STIM1 Enhances SR Ca2+ Content through Inhibiting Phospholamban in Rat Ventricular Myocytes

Abstract

In ventricular myocytes, the physiological function of stromal interaction molecule 1 (STIM1), an ER/SR Ca2+ sensor, is unknown with respect to its cellular localization, its Ca2+-dependent mobilization, and its action on Ca2+ signaling regulation. This study is seeking to determine the function of STIM1 in Ca2+ signaling in adult ventricular myocytes.
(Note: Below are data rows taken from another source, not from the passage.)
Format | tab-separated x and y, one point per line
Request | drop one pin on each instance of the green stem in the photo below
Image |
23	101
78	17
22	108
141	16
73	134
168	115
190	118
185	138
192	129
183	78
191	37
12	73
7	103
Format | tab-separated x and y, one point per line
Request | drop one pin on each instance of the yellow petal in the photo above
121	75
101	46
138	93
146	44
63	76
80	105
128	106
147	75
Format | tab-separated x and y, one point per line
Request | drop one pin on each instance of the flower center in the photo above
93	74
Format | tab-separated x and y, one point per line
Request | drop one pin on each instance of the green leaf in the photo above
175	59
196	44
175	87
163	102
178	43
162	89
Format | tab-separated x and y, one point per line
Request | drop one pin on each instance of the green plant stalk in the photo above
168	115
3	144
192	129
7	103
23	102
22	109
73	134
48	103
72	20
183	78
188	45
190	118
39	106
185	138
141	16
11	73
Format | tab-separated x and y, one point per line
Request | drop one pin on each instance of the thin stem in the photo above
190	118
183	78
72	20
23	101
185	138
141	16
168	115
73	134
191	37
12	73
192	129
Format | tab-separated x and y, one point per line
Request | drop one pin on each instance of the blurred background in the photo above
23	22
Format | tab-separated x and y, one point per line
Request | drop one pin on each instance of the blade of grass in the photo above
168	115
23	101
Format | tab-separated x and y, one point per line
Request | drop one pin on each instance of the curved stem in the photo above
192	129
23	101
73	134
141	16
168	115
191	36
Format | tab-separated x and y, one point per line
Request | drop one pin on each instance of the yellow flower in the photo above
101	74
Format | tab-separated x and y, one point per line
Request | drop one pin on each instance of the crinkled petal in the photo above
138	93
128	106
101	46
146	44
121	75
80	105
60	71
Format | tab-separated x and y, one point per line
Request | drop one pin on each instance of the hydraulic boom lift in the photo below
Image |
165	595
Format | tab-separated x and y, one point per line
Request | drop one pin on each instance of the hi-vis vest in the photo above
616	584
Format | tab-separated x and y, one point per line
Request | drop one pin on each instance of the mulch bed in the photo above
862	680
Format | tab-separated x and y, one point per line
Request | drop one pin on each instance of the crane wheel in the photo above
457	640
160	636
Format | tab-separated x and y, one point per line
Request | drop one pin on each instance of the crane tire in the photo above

Using freshly isolated adult rat ventricular myocytes and those in short-term primary culture and confocal microscopy, we measured real-time Ca2+ signaling and tracked the cellular movement of STIM1 with m-cherry and immunofluorescence. We found that endogenous STIM1 was expressed at low but measureable levels along the Z-disk, in a pattern of puncta and linear segments consistent with the STIM1 localizing to the junctional sarcoplasmic reticulum (jSR). Depleting SR Ca2+ using the SERCA inhibitor thapsigargin (2-10 µM) changed neither the STIM1 distribution pattern nor its mobilization rate, evaluated with fluorescence recovery after photobleaching (FRAP). Consistent with this result, native protein gel electrophoresis showed that STIM1 in heart exists mainly as a multimer, which is not altered by SR Ca2+ depletion. Additionally, we found no store-operated Ca2+ entry (SOCE) in control or STIM1 overexpressing ventricular myocytes. Nevertheless, STIM1 overexpression in these cells has a surprising phenotype with increased SR Ca2+ content and with increased SR Ca2+ leak. These changes in Ca2+ signaling in the SR appear to be due to STIM1-phospholamban (PLN) binding and thereby through indirect activation of SERCA2a. We therefore conclude that STIM1 contributes to the regulation of SERCA2a activity, the rate of SR Ca2+ leak and that these actions are independent of SOCE, a process that is absent in normal heart cells.